Anya Kroth has perceptively written that the two sexes for Cvetaeva represent not an irreconcilable duality, but a complementary dichotomy--two parts of the whole that is pure spirit, pure poetry. This observation captures the ambiguity of the role sexuality plays in both Cvetaeva's poetry and her personal life; she vacillates between the belief that the body is merely a "wall" hiding the soul, and the contradictory belief that sexual intimacy is the necessary vehicle to spiritual transcendence.

In this paper, I will examine each of these beliefs in the context of Cvetaeva's epistolary and poetic relationship with Boris Pasternak, who represents perhaps the single instance in Cvetaeva's life in which her raw sexual passion and her metaphysical strivings are equally directed toward the figure of a single man. I will focus on two poetic texts in my analysis: the two-poem cycle "Fedra" and the ten-poem cycle "Provoda." The former work is a veritable hymn to female sexual desire and female sexual frustration; the latter, on the contrary, states Cvetaeva's stoic renunciation of Pasternak as potential lover and her henceforward devotion to metaphysical transport over sensual ecstasy.

It is my contention that Cvetaeva, whose predilection for mythopoesis is well known, relies in her relationship with Pasternak upon the myth of Psyche and Eros to provide herself both with a conceptual framework for understanding--and translating into literary form--the huge emotional and inspirational force of the two poets' unconsummated epistolary romance, and with a narrative mandate that determines the course of her very actions in relation to Pasternak, often against her own personal will and desires. In other words, Cvetaeva chooses to regard the lessons of the Psyche myth--specifically, its warning against the dangerous temptation of physical verification of spiritual truth; its privileging of love as the process of attaining higher consciousness rather than love as sexual intimacy; and its ideal of an otherworldly, posthumous union of equal souls made possible only through earthly isolation, torments, and trials--as the pronouncements of Fate upon the impossible union of herself and Pasternak. This myth, I would like to argue, goes beyond myth to become the truth of Cvetaeva's being; thus, it does not submit to a separate, merely mythological treatment, but infiltrates Cvetaeva's entire sense of her own identity and destiny.

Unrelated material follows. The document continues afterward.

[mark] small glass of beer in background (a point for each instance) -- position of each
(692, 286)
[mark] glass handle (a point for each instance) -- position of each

Psyche's quest for consciousness (Neumann) defines for Cvetaeva an alternative to the procreative femininity represented by both the Greek Aphrodite and the Biblical Eve. Furthermore, Psyche's ultimate attainment of immortality and spiritual reunion with her husband accord well with Cvetaeva's own ideal of asexual, poetic love in the next world. The name "Psixeja" and its Russian translation "dusha" become synonymous with Cvetaeva's innermost self.

Thus, despite the fact that the "Fedra" poems' embrace of sexuality apparently contradicts the chaste wisdom of the Psychean commitment to enlightened loneliness, Cvetaeva's recognition of the irrepressible force of her own sexual desire for Pasternak paradoxically has the opposite effect of what might be expected. Like Psyche, Cvetaeva is stuck in a metaphysical "catch-22": in order to prove her love, she must give it up. Accordingly, she renounces her desire in "Provoda" and, in the process, demonstrates her unfeminine--in fact, asexual and hence superhuman, arguably inhuman--poetic greatness.